Now Berri is probably not for you if you are looking for nightlife or to be entertained at every turn. It’s a great place to visit though is you are after a few days or rest and relaxation, spending time with nature, with just a few things to do in between.
I recommend visiting Berri towards the end of the week or over the weekend. Our visit was from Tuesday to Thursday, and we noticed a lot of things were not open, particularly on the Tuesday.
Fun Fact: the name “Berri” comes from the local indigenous term “Bery Bery” which means wide bend in the river.
Getting to Berri
The drive from Adelaide to Berri is 243km and can easily be done in under three hours. This means visiting Berri can be turned into a weekend trip from Adelaide.
It’s also possible to do the Berri – Adelaide trip by bus. The Stateliner buses travel once a day between the two places. For more information, including the timetable, look at the Stateliner website.
I do suggest travelling by car if possible though as you will need a car to get around Berri and the surrounding area. If you need a rental car, I use and recommend RentalCars.com to compare prices and availability from all the major hire car companies in one search.
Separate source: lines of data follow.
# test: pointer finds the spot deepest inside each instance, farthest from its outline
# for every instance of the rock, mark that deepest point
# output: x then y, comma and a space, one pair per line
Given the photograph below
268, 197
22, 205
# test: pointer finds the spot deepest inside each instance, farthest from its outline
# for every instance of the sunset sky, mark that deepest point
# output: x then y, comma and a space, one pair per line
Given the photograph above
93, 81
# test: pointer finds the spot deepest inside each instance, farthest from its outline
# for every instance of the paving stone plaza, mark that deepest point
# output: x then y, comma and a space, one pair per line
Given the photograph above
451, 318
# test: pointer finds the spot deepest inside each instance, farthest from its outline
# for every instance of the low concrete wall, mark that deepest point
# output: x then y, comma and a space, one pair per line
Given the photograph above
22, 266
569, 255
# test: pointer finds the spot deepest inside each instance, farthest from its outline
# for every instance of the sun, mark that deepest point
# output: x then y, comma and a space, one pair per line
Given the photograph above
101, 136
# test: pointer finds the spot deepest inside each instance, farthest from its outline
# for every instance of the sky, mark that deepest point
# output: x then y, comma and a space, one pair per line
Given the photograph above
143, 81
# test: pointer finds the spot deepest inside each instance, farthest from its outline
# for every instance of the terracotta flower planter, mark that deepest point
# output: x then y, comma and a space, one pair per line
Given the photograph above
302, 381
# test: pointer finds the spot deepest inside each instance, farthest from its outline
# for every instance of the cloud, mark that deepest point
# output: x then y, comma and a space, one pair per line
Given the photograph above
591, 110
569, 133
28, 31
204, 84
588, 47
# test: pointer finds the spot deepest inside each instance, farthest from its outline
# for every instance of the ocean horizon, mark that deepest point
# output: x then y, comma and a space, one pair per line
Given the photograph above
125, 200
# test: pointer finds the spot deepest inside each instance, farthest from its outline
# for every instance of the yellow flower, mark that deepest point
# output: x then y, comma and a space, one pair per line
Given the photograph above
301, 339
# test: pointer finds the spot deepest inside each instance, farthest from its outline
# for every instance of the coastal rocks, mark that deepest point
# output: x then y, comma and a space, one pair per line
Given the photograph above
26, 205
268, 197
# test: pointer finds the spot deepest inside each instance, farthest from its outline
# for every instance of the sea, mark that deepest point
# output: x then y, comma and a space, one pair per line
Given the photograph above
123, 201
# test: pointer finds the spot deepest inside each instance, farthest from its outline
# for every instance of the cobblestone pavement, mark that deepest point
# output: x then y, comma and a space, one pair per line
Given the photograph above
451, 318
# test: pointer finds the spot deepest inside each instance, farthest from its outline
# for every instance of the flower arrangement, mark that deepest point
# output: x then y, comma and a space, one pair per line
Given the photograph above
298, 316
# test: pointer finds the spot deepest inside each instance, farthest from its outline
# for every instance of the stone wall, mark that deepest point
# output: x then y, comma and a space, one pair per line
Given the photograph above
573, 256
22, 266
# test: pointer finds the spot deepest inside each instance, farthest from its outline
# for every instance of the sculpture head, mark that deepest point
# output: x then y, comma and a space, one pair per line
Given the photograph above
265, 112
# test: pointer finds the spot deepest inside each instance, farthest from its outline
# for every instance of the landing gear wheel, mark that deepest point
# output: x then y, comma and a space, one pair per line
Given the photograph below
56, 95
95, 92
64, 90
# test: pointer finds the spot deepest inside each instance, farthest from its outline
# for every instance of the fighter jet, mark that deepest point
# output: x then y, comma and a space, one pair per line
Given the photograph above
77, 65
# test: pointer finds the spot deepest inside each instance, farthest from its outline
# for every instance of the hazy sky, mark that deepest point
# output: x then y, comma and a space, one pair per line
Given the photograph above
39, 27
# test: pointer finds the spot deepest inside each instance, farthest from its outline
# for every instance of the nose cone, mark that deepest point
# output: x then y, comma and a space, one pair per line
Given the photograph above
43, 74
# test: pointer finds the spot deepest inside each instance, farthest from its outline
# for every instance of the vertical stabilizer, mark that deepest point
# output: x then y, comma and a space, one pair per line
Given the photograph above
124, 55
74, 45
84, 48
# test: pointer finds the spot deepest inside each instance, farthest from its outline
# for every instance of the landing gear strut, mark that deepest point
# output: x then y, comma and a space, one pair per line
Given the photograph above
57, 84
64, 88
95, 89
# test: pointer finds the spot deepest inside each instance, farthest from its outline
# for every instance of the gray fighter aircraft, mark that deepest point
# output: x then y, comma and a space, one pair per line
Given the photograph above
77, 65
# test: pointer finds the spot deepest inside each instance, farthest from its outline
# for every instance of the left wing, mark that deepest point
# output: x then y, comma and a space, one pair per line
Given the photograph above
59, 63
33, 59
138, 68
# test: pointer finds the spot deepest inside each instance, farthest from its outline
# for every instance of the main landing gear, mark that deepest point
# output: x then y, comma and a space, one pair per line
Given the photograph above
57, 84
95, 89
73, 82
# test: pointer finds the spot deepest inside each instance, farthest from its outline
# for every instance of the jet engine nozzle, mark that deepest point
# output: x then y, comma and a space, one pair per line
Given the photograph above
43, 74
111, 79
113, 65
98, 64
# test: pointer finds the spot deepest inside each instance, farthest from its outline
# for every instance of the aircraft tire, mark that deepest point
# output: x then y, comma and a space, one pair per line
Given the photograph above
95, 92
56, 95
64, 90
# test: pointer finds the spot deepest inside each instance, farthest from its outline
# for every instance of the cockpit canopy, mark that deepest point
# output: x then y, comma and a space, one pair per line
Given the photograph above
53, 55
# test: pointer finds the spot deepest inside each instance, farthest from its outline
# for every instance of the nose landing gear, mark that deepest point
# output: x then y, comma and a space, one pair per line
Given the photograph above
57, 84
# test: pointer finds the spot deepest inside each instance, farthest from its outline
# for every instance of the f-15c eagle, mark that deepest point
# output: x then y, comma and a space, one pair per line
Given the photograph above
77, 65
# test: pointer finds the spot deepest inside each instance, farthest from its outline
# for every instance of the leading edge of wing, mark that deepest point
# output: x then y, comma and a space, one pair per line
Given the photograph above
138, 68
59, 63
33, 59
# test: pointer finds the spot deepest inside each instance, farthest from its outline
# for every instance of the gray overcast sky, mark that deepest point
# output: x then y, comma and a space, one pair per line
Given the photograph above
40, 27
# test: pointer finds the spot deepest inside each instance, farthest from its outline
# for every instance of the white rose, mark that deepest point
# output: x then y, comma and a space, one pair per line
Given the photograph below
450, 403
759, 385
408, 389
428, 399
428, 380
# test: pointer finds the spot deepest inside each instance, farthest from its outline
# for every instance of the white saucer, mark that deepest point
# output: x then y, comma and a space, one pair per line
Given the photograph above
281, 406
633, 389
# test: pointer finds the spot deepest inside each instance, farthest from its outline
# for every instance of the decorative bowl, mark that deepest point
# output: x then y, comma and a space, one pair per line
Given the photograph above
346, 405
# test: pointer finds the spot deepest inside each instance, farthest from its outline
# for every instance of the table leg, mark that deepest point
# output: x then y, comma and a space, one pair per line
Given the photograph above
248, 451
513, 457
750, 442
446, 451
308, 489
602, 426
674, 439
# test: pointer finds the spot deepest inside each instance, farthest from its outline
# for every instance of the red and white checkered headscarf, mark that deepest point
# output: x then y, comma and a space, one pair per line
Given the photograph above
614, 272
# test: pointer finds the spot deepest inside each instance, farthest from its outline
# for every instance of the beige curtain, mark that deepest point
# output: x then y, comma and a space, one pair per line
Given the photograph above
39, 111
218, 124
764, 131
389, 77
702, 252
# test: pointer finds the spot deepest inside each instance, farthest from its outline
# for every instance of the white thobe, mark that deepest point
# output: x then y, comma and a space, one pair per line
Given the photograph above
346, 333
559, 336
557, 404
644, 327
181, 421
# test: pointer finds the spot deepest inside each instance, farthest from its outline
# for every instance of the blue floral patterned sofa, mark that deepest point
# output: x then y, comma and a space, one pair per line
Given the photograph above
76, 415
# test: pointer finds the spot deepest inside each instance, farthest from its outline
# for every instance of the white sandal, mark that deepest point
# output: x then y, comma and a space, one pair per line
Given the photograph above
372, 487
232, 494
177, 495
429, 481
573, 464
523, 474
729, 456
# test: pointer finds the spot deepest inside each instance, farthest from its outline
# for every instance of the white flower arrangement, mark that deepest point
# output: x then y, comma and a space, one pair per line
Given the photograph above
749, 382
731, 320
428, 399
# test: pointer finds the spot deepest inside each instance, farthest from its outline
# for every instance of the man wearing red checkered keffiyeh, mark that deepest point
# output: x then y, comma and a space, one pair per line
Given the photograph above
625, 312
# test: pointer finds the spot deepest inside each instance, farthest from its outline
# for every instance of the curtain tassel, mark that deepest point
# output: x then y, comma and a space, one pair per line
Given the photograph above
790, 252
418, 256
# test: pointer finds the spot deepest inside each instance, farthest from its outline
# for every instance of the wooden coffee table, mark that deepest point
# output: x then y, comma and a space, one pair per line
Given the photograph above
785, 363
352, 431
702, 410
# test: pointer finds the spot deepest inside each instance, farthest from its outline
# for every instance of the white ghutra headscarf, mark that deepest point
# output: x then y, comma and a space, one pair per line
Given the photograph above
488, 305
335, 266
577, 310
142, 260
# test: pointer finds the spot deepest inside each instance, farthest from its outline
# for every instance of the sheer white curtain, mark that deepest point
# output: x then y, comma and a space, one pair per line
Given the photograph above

Remember though, when driving to the Riverland, do not bring any fruit or vegetables with you from another region. This will help to stop the spread of fruit fly and will protect the primary production industries in the area.
Things to do in Berri
So now that you are here, here’s what to do in Berri!
Go Wine Tasting
While there are a few cellar doors within a short drive of Berri, there is really only one that is considered a Berri winery, and that is 919 Wines. Their cellar door is open from Wednesday to Sunday, and public holidays, from 10am to 5pm. Wine Tastings are $5, and there was a reasonably large list to choose from with no limit on the number tasted. They are a small, family run winery, and we really enjoyed our time chatting to Jenny as she went through the wines.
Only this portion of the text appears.